Jula steht in ihrem Bad am Waschbecken und starrt ihr Spiegelbild an. Ihre Finger umklammern das kalte Becken so fest, dass ihre Knöchel weiß hervortreten. Wütende Augen blitzen ihr aus dem Spiegel entgegen, und als gegen ihre Zimmertür gepocht wird, fährt sie herum und stürmt zur Tür. Sie reißt sie auf, bereit, ihren Bruder anzubrüllen und verschluckt sich fast, als ihre Mutter vor ihr steht.
„Süße, bitte sei nicht sauer auf Lennard. Ich muss jetzt los, sonst verpasse ich meinen Termin. Vertragt euch um Emilias Willen." Julas Mutter streicht sich eine Haarsträhne hinter ihr Ohr.
„Emilia, Emilia!", faucht Jula. „Ich habe es so satt!"
„Ich habe mir diese Woche auch anders vorgestellt!" Auch ihre Mutter erhebt nun die Stimme, doch Jula knallt ihr die Türe einfach vor der Nase zu. Sie hat keine Lust auf Diskussionen, die aussichtslos sind. Zornig schlüpft sie in ihre Jeans, verheddert sich und hüpft auf einem Bein durch das Zimmer, bis der Fuß endlich seinen Weg gefunden hat. Sie zerrt sich einen Hoodie über den Kopf, bindet achtlos ihre Haare zusammen und zieht anschließend die Kapuze darüber.
Geräuschvoll rauscht sie die Treppe nach unten und fährt ihre kleine Schwester an, sie solle sich gefälligst beeilen, während sie sich selbst in ihre Winterjacke einpackt.
„Jetzt sei mal nicht so gemein zu deiner lieben Schwester", Julas Bruder Lennard taucht in der Diele auf und lehnt sich selbstgefällig an einen Türrahmen.
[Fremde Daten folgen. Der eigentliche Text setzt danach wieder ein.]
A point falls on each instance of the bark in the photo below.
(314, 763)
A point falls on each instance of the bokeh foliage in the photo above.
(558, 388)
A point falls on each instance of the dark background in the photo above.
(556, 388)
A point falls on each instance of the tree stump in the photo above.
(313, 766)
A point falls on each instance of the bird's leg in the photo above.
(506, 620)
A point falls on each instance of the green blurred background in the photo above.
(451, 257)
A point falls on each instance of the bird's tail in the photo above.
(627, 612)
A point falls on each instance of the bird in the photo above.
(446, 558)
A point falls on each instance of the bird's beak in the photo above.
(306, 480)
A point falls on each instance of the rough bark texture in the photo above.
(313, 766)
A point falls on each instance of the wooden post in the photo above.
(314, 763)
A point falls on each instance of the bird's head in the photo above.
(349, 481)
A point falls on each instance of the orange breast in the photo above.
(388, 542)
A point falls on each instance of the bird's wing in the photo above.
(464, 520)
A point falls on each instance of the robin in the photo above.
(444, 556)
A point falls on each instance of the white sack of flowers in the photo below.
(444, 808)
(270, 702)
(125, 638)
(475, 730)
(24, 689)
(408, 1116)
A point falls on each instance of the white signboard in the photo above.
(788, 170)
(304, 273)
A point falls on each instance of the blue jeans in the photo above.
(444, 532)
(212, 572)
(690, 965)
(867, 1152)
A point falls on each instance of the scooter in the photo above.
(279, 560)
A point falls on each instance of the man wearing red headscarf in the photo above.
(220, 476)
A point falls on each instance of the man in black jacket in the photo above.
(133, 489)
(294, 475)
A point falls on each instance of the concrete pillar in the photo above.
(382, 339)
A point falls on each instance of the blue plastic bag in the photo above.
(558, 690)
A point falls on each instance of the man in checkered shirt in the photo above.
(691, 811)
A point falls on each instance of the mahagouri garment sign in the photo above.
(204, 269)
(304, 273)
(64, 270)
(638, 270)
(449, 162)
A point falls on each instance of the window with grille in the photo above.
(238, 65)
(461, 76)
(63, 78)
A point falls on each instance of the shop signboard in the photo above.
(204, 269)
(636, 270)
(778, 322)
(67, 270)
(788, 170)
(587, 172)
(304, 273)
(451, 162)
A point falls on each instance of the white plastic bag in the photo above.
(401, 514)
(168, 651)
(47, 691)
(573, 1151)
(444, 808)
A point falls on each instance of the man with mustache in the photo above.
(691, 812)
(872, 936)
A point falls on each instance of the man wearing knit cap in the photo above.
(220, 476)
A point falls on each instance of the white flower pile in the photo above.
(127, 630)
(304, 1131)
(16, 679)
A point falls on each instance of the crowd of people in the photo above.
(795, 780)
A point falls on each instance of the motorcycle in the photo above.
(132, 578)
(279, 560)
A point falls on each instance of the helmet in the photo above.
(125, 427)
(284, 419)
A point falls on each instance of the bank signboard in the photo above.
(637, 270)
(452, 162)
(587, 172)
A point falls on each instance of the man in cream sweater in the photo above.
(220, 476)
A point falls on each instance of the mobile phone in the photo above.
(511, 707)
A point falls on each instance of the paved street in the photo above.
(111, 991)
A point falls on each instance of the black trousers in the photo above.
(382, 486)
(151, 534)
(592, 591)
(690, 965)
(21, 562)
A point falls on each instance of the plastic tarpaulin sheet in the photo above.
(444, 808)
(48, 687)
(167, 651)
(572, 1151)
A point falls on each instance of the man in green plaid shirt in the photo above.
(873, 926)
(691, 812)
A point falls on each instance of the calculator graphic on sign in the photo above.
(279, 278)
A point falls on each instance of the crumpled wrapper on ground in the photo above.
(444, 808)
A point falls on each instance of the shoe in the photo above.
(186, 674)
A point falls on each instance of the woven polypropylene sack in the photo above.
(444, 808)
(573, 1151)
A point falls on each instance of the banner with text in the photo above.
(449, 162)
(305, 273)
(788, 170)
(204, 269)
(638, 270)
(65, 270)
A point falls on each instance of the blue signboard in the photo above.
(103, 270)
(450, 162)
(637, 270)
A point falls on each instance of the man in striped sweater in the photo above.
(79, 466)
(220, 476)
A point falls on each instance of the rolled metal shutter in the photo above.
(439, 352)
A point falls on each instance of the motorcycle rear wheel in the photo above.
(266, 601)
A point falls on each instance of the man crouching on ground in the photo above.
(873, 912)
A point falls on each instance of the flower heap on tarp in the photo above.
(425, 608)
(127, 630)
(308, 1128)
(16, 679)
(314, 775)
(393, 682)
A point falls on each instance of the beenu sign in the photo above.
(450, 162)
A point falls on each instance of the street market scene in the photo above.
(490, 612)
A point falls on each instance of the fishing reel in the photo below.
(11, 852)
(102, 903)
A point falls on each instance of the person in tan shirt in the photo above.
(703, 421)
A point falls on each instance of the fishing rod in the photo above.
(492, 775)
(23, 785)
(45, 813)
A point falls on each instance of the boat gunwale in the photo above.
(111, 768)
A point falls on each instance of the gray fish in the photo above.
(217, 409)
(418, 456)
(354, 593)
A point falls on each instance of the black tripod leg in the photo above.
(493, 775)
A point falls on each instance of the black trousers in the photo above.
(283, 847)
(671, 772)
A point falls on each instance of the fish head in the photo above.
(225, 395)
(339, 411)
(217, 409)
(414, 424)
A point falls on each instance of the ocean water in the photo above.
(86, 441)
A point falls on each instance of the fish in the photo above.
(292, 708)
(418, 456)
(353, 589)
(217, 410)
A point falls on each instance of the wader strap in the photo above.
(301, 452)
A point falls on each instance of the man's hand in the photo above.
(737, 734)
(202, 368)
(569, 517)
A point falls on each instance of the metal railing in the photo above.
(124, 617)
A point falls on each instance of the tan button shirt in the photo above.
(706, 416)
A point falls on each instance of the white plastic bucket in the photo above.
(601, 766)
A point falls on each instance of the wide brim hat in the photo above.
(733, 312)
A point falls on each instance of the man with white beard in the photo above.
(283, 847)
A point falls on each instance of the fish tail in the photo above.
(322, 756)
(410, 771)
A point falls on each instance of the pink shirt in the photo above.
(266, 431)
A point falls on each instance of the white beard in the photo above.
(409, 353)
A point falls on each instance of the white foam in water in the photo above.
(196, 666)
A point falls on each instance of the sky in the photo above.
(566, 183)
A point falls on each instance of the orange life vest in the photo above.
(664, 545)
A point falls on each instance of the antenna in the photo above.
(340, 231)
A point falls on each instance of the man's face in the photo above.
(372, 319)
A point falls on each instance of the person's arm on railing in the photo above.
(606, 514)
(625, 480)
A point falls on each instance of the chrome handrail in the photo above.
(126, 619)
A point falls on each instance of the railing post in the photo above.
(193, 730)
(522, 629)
„Du machst es dir mal wieder einfach!", schreit Jula ihn an. Ihre Stimme quietscht bedenklich und sie ärgert sich noch mehr, weil sie nicht mal ihre Stimme unter Kontrolle hat. Ihr Blick fällt auf Emilia, die mittlerweile zumindest die Schuhe anhat. Dass sie verkehrt herum sind, ist Jula an diesem Morgen ziemlich egal. Normalerweise bringt ihre Mutter die Kleine in den Kindergarten, doch heute hat diese ein Vorstellungsgespräch für ihren Traumjob, und Lennard behauptet, er wäre krank. Jula vermutet allerdings, dass er am Wochenende schlicht zu viel gefeiert hat und er noch Schlaf nachholen muss.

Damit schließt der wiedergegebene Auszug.